Using 2007 as the base year, the city is targeting a 25 per cent reduction of total community greenhouse gas emissions by 2020, a 35 per cent decrease by 2040 and by 40 per cent in 2060.
The city targets a 20 per cent reduction in total community energy use by the year 2020, a further 25 per cent by 2040 and by 30 per cent in 2060.
Amber Zirnhelt, the city’s sustainability manager, said the key to reaching those targets is in promoting “energy retrofits for existing homes and buildings and encouraging the development of new energy efficient buildings.”

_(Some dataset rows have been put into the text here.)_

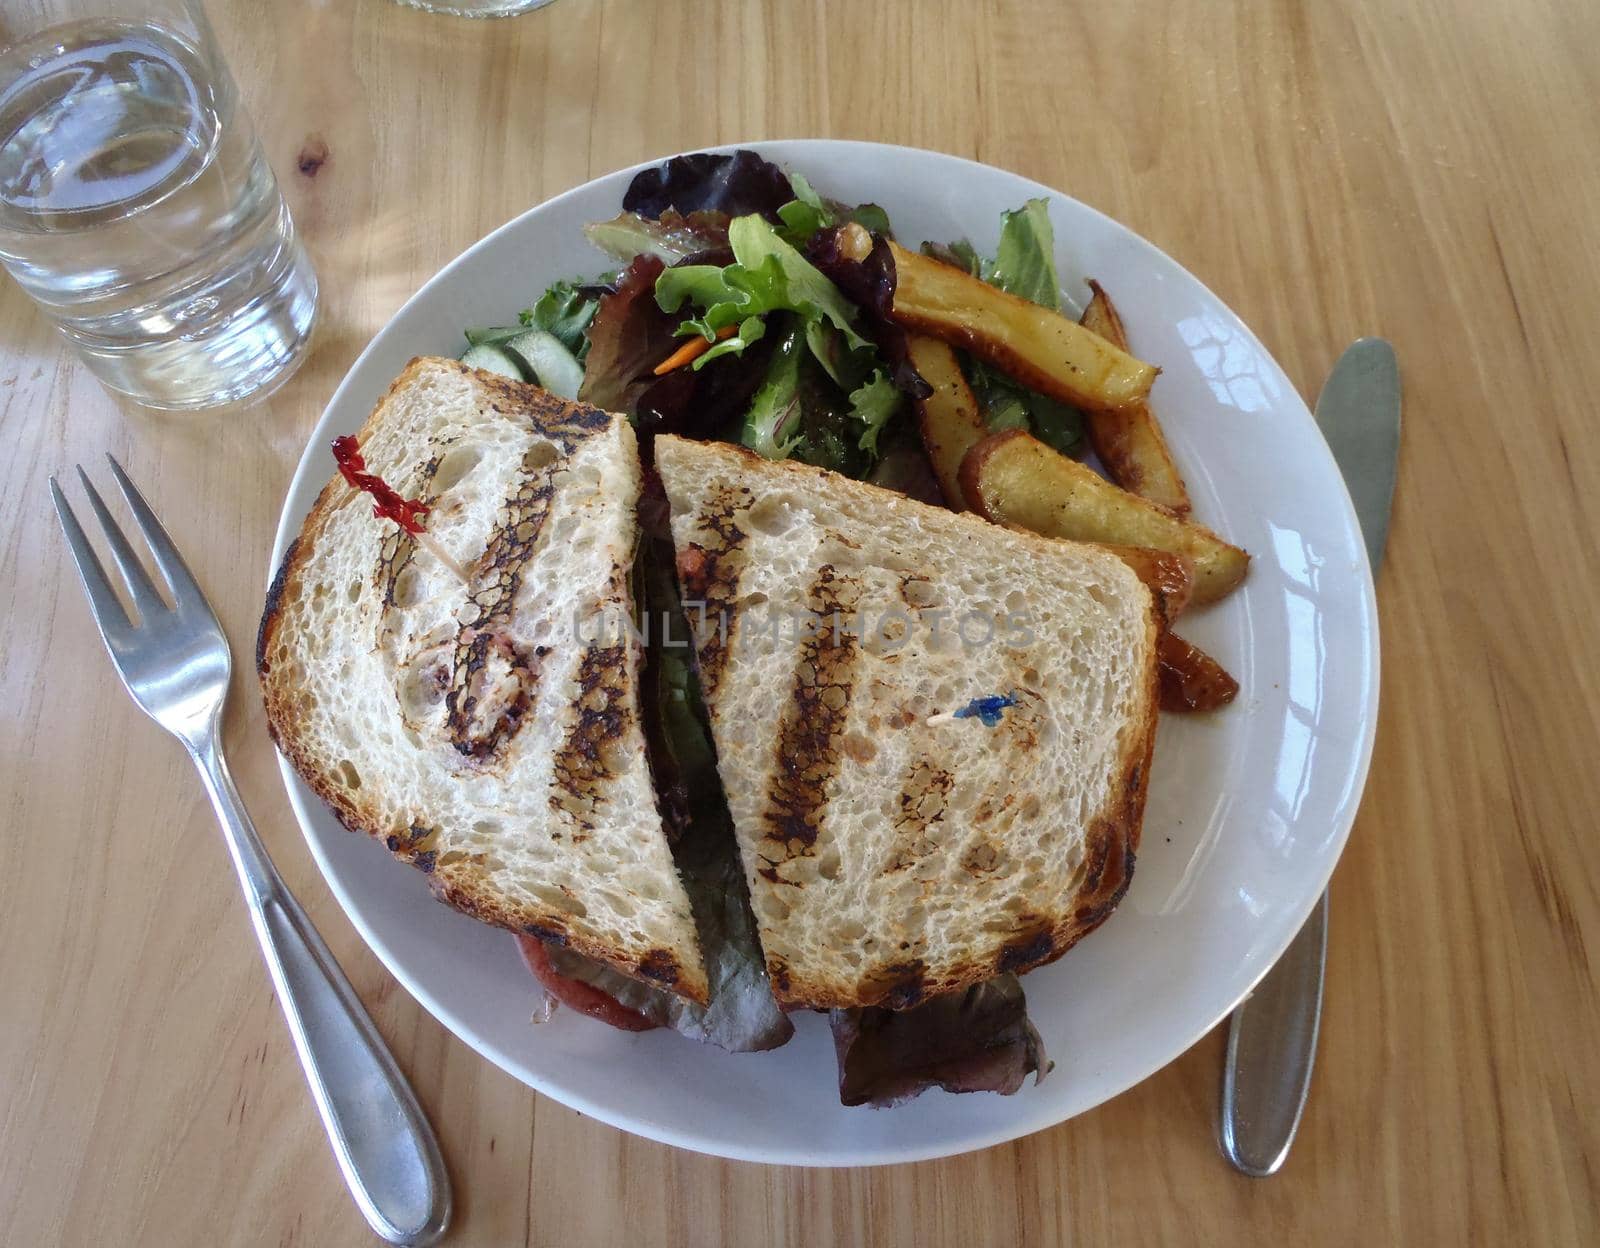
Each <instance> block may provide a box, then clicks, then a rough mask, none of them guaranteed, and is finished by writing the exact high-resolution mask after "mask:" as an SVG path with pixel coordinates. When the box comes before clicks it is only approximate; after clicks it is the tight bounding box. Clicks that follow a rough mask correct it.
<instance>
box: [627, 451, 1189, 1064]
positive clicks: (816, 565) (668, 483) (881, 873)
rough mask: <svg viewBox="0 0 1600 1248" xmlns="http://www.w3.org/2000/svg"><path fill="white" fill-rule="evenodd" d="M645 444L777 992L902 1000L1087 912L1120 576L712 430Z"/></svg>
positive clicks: (1100, 901)
mask: <svg viewBox="0 0 1600 1248" xmlns="http://www.w3.org/2000/svg"><path fill="white" fill-rule="evenodd" d="M654 454H656V467H658V469H659V472H661V480H662V485H664V486H666V493H667V499H669V502H670V509H672V538H674V544H675V550H677V563H678V574H680V581H682V589H683V597H685V600H686V603H688V602H699V603H704V608H699V606H694V608H693V611H691V613H693V614H699V613H702V616H704V618H702V622H701V624H699V626H698V627H696V638H694V640H696V653H698V659H699V682H701V690H702V694H704V701H706V707H707V714H709V718H710V728H712V736H714V742H715V749H717V766H718V771H720V776H722V782H723V789H725V790H726V797H728V808H730V811H731V816H733V824H734V830H736V835H738V843H739V851H741V858H742V862H744V869H746V878H747V880H749V888H750V902H752V907H754V914H755V922H757V928H758V933H760V942H762V949H763V955H765V962H766V971H768V976H770V979H771V986H773V992H774V995H776V997H778V1000H779V1002H781V1003H782V1005H786V1006H814V1008H830V1010H835V1011H848V1010H859V1008H880V1006H882V1008H888V1010H891V1011H910V1010H912V1008H914V1006H918V1005H920V1003H923V1002H931V1000H933V998H941V997H944V998H950V994H958V992H960V990H963V989H973V987H976V986H979V984H984V982H986V981H990V979H995V978H997V976H1010V974H1018V973H1022V971H1026V970H1029V968H1032V966H1038V965H1040V963H1045V962H1051V960H1053V958H1058V957H1061V954H1064V952H1066V950H1067V949H1069V947H1070V946H1072V944H1074V942H1077V941H1078V939H1082V938H1083V936H1085V934H1086V933H1088V931H1091V930H1093V928H1094V926H1098V925H1099V923H1101V922H1102V920H1104V918H1106V917H1107V915H1109V914H1110V912H1112V909H1114V907H1115V904H1117V902H1118V899H1120V898H1122V894H1123V891H1125V890H1126V886H1128V880H1130V877H1131V874H1133V864H1134V853H1136V850H1138V843H1139V827H1141V819H1142V811H1144V797H1146V784H1147V778H1149V765H1150V750H1152V744H1154V734H1155V714H1157V661H1155V642H1157V616H1155V611H1154V605H1152V598H1150V594H1149V590H1147V589H1146V587H1144V586H1142V584H1141V582H1139V578H1138V576H1134V573H1133V571H1130V568H1128V566H1126V565H1125V563H1123V562H1122V560H1120V558H1117V557H1115V555H1112V554H1107V552H1104V550H1101V549H1098V547H1091V546H1080V544H1074V542H1061V541H1051V539H1046V538H1038V536H1034V534H1029V533H1019V531H1011V530H1005V528H1000V526H997V525H990V523H986V522H982V520H978V518H974V517H970V515H958V514H954V512H946V510H942V509H938V507H930V506H925V504H920V502H915V501H912V499H907V498H902V496H898V494H893V493H890V491H885V490H878V488H875V486H870V485H864V483H859V482H854V480H850V478H845V477H840V475H837V474H829V472H822V470H819V469H813V467H808V466H805V464H797V462H789V461H786V462H771V461H766V459H762V458H760V456H755V454H752V453H749V451H744V450H741V448H736V446H730V445H725V443H701V442H688V440H682V438H677V437H658V438H656V443H654ZM1018 997H1019V994H1018ZM837 1030H838V1029H837V1027H835V1032H837Z"/></svg>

Just 3.4 per cent of local homes had undergone energy efficiency retrofits between April 2008 and June 2011.
Residents and businesses (excluding large industry), currently spend more than $100 million on heating and powering homes, offices, and schools and on fuel for transportation, according to Zirnhelt.
Buildings are responsible for 24 per cent of the city’s greenhouse gas emissions and 51 per cent of the community’s energy use.
“With energy costs increasing, promoting energy efficiency upgrades in homes and businesses will help the community to reduce energy related spending and GHG (greenhouse gas) emissions,” Zirnhelt said.
The city encourages homeowners to take advantage of the province’s LiveSmart BC program, which offers incentives on a range of efficiency upgrades such as insulation, windows, hot water tanks, solar hot water, air source and ground source heat pumps and other measures.
The program, which runs until March 31, 2013, includes an energy audit by a Certified Energy Advisor before and after the energy retrofit, to show homeowners the change in energy consumption.
LiveSmart BC is also available for businesses and offers companies free energy audits, with recommended steps to decrease energy consumption.
Zirnhelt said city staff will continue to work with BC Hydro and Fortis BC to promote energy efficiency incentive programs.
“Encouraging these energy efficiency upgrades will help keep money otherwise spent on energy in the community,” she said.